By Courtney Fowler, Staff Reporter

Participants of the Costume Fun Race (photo courtesy of Lindsay Mower)

Participants of the Costume Fun Race (photo courtesy of Lindsay Mower)

 

Recently, the UMF Ski Team and Skiing and Outing Club (SOC) joined together to host a Dual Slalom Fun Race at Titcomb Mountain in Farmington.

With the sun high in the sky and excitement in the air, twelve teams joined at the mountain to benefit both the Ski Team and SOC. Each team consisted of five people, requiring one to be a snowboarder, one to be a girl, and one to be a faculty member or older member of the community.
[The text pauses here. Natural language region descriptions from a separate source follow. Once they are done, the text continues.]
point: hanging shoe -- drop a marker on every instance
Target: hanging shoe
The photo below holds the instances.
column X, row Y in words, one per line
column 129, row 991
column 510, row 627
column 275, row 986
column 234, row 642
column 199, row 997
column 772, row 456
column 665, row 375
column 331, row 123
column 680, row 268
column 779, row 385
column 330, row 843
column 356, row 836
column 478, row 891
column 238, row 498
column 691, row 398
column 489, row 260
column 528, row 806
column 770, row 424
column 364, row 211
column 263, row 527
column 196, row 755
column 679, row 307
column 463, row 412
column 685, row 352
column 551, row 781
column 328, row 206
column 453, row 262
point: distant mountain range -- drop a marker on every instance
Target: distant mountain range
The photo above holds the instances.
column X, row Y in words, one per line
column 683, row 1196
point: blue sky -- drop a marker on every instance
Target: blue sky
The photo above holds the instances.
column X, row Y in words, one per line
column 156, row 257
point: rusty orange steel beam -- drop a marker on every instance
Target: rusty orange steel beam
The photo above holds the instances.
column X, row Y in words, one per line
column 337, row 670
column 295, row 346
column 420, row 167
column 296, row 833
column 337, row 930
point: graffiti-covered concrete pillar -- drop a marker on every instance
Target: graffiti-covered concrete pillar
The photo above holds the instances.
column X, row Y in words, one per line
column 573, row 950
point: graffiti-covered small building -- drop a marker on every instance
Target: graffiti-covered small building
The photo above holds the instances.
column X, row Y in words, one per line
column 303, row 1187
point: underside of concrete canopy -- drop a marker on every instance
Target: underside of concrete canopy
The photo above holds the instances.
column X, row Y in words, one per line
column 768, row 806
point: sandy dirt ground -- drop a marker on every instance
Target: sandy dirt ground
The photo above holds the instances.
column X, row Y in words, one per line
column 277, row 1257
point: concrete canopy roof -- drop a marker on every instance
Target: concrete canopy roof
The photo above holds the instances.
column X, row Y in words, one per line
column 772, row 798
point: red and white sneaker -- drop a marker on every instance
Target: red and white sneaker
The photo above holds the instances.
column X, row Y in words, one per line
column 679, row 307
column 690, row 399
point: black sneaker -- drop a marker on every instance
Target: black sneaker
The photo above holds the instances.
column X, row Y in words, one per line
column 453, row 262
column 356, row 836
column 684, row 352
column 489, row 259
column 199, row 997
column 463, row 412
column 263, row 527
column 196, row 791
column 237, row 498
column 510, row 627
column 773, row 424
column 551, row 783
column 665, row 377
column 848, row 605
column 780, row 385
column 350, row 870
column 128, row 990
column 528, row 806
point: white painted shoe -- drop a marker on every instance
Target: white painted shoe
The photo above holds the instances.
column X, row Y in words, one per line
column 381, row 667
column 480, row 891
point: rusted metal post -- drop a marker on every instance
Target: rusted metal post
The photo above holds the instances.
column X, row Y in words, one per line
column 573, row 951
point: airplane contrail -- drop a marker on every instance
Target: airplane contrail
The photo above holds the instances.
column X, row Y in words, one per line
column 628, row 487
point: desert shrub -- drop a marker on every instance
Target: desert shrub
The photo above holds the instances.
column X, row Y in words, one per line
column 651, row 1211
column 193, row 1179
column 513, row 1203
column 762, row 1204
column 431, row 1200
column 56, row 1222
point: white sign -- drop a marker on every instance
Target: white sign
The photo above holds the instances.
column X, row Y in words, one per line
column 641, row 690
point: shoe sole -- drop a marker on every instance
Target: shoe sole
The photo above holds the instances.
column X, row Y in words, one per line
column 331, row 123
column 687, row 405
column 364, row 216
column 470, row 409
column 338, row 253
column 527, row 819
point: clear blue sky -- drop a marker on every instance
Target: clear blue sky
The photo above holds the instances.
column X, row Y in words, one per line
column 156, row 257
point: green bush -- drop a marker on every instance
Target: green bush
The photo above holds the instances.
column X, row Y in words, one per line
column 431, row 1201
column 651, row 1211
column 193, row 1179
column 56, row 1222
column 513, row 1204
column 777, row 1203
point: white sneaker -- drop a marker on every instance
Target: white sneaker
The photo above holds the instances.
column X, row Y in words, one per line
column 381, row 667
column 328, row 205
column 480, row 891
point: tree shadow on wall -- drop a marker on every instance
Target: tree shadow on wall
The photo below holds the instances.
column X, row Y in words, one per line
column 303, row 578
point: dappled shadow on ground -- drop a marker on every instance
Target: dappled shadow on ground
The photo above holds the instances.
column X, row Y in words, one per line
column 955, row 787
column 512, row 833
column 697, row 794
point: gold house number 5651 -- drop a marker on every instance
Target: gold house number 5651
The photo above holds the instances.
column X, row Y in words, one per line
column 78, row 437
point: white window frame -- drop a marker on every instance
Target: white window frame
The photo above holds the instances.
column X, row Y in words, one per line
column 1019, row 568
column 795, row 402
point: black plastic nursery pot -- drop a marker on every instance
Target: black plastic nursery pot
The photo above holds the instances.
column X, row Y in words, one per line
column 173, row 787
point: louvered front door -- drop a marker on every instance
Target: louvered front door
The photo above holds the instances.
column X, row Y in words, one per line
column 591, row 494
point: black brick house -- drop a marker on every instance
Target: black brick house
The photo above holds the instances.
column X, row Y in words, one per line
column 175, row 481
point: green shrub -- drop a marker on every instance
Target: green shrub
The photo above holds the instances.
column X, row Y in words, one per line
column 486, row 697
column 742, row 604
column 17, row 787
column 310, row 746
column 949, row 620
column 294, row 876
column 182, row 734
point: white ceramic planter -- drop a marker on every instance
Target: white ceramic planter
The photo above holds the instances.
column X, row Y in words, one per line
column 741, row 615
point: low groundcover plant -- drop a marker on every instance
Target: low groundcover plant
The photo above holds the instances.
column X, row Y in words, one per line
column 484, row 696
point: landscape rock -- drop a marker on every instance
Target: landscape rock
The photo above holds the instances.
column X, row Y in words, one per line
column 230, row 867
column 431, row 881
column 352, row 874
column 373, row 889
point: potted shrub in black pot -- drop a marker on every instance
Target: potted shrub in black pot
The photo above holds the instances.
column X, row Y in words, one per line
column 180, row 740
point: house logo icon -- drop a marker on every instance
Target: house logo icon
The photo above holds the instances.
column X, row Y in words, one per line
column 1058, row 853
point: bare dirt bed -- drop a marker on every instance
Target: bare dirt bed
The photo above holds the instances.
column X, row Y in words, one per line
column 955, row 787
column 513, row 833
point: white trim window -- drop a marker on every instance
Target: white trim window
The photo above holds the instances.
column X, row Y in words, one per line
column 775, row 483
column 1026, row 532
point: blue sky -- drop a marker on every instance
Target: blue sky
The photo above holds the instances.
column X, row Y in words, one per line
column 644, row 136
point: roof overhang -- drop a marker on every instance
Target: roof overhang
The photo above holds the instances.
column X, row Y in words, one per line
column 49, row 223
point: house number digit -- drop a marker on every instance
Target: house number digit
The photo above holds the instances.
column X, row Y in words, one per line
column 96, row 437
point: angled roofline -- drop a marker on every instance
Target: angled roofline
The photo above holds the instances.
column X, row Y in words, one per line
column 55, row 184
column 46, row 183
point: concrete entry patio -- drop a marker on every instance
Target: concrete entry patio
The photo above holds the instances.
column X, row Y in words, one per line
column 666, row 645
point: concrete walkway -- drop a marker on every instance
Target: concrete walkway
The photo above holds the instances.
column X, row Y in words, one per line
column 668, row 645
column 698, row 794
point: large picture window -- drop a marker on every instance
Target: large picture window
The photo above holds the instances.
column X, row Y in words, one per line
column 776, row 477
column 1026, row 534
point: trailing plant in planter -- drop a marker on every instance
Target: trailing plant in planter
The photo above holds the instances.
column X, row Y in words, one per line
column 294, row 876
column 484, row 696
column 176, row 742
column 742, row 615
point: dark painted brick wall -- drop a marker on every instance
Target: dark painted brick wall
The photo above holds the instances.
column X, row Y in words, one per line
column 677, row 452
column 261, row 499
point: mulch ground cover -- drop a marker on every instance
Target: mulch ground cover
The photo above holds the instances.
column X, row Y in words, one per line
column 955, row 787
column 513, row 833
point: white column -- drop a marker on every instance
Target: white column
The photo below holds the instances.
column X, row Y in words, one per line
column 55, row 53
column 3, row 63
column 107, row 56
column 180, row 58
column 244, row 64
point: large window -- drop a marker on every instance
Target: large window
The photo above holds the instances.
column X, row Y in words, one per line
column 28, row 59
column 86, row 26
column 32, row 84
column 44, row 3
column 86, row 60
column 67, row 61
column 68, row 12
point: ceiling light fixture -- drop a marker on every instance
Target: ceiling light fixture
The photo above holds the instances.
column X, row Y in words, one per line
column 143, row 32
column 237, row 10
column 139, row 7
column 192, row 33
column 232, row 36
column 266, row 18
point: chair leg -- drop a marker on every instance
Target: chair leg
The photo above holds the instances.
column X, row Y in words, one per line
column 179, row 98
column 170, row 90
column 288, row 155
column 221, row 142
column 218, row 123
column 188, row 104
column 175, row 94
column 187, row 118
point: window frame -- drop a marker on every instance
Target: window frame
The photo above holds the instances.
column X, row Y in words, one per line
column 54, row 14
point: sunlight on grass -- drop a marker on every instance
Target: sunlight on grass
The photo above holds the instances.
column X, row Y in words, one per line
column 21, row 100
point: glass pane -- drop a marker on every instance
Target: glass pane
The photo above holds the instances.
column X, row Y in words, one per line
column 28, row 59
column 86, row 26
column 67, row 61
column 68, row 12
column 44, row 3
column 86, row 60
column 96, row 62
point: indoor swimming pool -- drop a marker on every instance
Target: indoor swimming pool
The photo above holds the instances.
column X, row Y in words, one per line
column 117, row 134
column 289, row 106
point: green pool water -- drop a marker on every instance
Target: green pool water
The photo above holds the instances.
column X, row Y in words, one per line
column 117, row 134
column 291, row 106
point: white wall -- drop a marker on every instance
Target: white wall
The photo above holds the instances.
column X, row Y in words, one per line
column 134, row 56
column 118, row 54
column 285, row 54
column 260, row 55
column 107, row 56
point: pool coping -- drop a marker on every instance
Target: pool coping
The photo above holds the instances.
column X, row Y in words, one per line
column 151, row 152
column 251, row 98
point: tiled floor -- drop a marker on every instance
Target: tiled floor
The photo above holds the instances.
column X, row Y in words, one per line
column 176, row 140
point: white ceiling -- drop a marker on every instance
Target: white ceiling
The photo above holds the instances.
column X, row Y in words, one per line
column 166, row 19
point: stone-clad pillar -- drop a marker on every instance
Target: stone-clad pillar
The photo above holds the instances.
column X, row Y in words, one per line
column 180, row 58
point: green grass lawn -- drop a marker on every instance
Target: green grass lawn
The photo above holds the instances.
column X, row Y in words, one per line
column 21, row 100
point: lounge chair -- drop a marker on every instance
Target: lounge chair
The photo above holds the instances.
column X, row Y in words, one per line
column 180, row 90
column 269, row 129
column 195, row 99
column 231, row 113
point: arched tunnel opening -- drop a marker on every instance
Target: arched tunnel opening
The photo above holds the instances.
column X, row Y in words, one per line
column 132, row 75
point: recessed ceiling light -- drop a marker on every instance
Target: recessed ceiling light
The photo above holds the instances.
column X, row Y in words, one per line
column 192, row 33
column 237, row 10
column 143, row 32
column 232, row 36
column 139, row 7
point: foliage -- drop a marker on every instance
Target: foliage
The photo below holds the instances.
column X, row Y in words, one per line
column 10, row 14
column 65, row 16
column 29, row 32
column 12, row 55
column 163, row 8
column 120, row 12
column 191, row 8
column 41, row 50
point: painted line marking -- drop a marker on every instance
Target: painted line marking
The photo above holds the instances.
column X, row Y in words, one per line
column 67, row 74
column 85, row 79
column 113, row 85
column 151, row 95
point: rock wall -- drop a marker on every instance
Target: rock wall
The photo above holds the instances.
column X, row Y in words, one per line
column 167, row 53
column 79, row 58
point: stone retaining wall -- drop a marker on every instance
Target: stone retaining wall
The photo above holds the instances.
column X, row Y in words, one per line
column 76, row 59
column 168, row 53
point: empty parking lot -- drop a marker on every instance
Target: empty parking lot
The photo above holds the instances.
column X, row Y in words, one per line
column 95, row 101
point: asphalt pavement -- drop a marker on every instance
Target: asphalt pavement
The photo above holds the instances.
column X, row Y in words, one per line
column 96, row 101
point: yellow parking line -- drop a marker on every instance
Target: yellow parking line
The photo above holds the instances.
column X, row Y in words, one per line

“The event was a huge success,” said UMF ski coach Scott Hoisington. “60 students showed up to race and many friends were there too. This was much more than expected.”

Being a dual slalom race, teams took turns racing side by side. Teams were not timed, but instead, had to win three consecutive races to be crowned the winners. Along with the race, many teams participated in the costume contest as well.

“Everyone had such cool costumes,” said Andrew McCabe, UMF junior and ski racer. “We decided to dress up like gapers – people who aren’t that good at skiing. We wore jeans, flannels, and grey helmets. Clearly not the most typical ski attire.”

From rainbow tutus to tuxedo racing suits, teams sped down the mountain in their most creative outfits. The winning team of the costume contest dressed as farm animals.

“The event got A LOT of hype,” said Ski Team Captian Bill Asbell. “Skiing has a deep history at UMF and it’s always good to get some publicity.”

In addition to the racers and friends who came to watch, many community members who were at Titcomb stopped to watch the event. Kids cheered and watched in awe as skiers and snowboarders dodged the gates and raced to the finish.

“Overall, the race was by far the most fun day I’ve ever had at Titcomb,” said McCabe. “I’ve never seen the entire ski and snowboard community come together like that at one time.”

As for Hoisington, he also agreed that the sense of community was the most important aspect of the event. “We wanted to keep the entry fee low to encourage participation. We even paid for lift tickets for guests who showed up. It wasn’t really about raising money, it was about raising awareness about the ski team and how much fun we have.”

From the music playing outside the lodge, racers falling and jumping up with smiles, to the constant cheering and chatter, it was clear everyone who attended enjoyed the race. The Ski Team and SOC plan to make it an annual event.

“I would do this every week if I could!” said McCabe. “I loved my team and love the entire skiing and snowboarding community. We’re basically one big happy family.”